Three Renovations, One Identity

Each renovation has shrunk the stadium and improved it. The original 110,000-seat capacity dropped to 88,306 for the 2007 AFC Asian Cup, when the venue hosted the final between Iraq and Saudi Arabia. For the 2018 Asian Games and Asian Para Games, a comprehensive renovation replaced all remaining bleachers with individual seats, bringing the capacity to 77,193 and making it an all-seater stadium compliant with FIFA standards.
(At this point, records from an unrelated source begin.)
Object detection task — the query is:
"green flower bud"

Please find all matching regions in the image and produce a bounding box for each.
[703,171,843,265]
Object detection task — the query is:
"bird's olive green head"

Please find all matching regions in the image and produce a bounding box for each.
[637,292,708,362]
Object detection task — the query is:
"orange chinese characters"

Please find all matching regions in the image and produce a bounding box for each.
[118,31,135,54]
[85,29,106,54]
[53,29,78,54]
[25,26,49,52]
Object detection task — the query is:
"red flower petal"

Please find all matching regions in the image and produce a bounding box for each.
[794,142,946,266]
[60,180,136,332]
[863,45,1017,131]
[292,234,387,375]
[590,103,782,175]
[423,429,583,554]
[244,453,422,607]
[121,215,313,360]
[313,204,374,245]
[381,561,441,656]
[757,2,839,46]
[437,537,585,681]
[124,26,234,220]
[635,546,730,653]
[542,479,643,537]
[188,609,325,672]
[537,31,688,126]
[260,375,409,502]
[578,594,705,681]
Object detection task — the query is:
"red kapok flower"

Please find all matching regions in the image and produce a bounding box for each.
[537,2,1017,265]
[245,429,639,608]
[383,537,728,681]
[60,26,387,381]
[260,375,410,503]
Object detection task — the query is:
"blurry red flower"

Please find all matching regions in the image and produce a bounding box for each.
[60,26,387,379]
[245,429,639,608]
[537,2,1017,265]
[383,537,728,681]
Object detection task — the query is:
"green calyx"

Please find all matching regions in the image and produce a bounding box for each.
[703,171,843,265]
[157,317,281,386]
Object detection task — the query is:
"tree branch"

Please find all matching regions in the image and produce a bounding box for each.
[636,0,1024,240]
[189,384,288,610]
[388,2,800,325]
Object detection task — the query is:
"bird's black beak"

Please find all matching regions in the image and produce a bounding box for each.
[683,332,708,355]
The new seats were colored red, white, and grey to resemble the waving flag of Indonesia -- a detail visible from the upper tiers. A 620-fixture LED lighting system replaced the old floodlights, and an RGB system was installed on the facade, allowing the temu gelang to glow in shifting colors at night. The renovation cost approximately 769.69 billion rupiah, around US$59 million at 2016 exchange rates. The stadium remains the eighth-largest football stadium in Asia and the centerpiece of the Gelora Bung Karno Sports Complex, accessible by Jakarta's MRT via Istora Mandiri station and by the KRL Commuterline through Palmerah railway station.

From the Air

Located at 6.22S, 106.80E in the Senayan district of Central Jakarta. The stadium's distinctive circular roof -- the temu gelang -- is clearly visible from altitude as a large ring shape within the expansive Gelora Bung Karno Sports Complex, which covers approximately 300 hectares. The complex is one of the most recognizable landmarks in Central Jakarta from the air. Nearest major airport is Soekarno-Hatta International (WIII), approximately 25 km northwest. Halim Perdanakusuma Airport (WIHH) lies roughly 15 km southeast. The National Monument (Monas) in Merdeka Square is about 4 km to the northeast and provides a useful orientation point.